It was meant to be tough workout day today with a tempo ride this morning and another 80 minute progression run still later on but Mother Nature has not been cooperating, like, at all. So while I’m figuring this all out I’m proceeding with this afternoon’s Day 109 core workout which is going to be more gentle stretching than anything else but I’ll still throw in the odd plank and crunch for good measure. Anyway, this afternoon’s listening pleasure on my mat is the ‘Blues In Orbit‘ album by Duke Ellington.
The Duke (the hip and swingin’ piano one, not the one with the funny walk and southern drawl) has more or less become a regular staple of these afternoon mat routines and today’s album is another find from The Bop Shop this past weekend.
Some might have you believe that this album lacks the intellectual cache of the suites and concept pieces that loomed large in Ellington’s recordings of this period, but it’s still an album worth tracking down, if only to hear the band run through a lighter side of its sound – indeed, it captures the essence of a late-night recording date that was as much a loose jam as a formal studio date, balancing the spontaneity of the former and the technical polish of the latter.
Ellington and company were just back from a European tour when the bulk of this album was recorded at one after-midnight session in New York on December 2nd, 1959 (for the Columbia label and released in 1960) – the arrangements had to be hastily written out when the copyist failed to appear for the gig. So on the one hand, the band was kicking back with these shorter pieces; on the other, the group was also improvising freely and intensely at various points.

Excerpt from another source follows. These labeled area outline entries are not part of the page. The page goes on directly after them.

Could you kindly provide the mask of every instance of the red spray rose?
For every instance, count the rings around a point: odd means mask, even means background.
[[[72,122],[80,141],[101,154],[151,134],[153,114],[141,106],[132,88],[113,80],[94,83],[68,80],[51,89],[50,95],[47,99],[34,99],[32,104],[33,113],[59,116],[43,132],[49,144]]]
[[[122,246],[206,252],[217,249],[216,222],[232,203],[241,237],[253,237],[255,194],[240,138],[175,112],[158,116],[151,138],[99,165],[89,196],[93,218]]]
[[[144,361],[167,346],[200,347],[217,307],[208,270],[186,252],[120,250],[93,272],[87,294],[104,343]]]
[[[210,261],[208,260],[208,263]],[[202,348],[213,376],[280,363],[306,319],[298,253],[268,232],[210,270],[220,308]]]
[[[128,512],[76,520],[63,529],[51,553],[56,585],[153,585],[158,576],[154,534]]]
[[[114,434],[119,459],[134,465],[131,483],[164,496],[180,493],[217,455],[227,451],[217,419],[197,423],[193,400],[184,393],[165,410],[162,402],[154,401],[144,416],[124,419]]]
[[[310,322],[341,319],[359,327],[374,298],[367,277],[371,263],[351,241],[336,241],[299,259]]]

The title track, recorded more than a year before most of the rest, is a slow blues that puts Ellington’s piano into a call-and-response setting with the horns, with Ellington getting in the last word. ‘Villes Ville Is the Place, Man‘ is a bracing, beat-driven jaunt, highlighted by solos featuring Ray Nance, Harry Carney, and Johnny Hodges on trumpet, baritone sax, and alto, respectively. ‘Three J’s Blues‘ shows off composer Jimmy Hamilton playing some earthy tenor sax in a swinging, exuberant blues setting. ‘Smada‘ features Billy Strayhorn on piano and Johnny Hodges on alto, in a stirring dance number, and ‘Pie Eye’s Blues‘ is a hot studio improvisation featuring Ray Nance and Jimmy Hamilton trading three solos each.
And if you don’t already know ‘C Jam Blues‘, well, shame on you!
I’m still not sure what this evening holds workout-wise. If this cats and dogs bullshit continues, then I’m not likely going to do anything at all. And in all honestly, even if it lets up I still might not do anything at all seeing as how I have a long 24-25k run early tomorrow morning and then another long 140k bike on Saturday (not to mention a long day at the bike mount line for the season opener of the SunRype Tri-Kids series) so, yeah, maybe a recovery day may not be a bad idea. In fact, perhaps this is Mother Nature’s way of saying “Hey, Dumbo. Take a break before you kill yourself!”
So if that happens, at least I can say I got some good therapeutic stretching and light core done so the whole day wasn’t a complete wash…literally.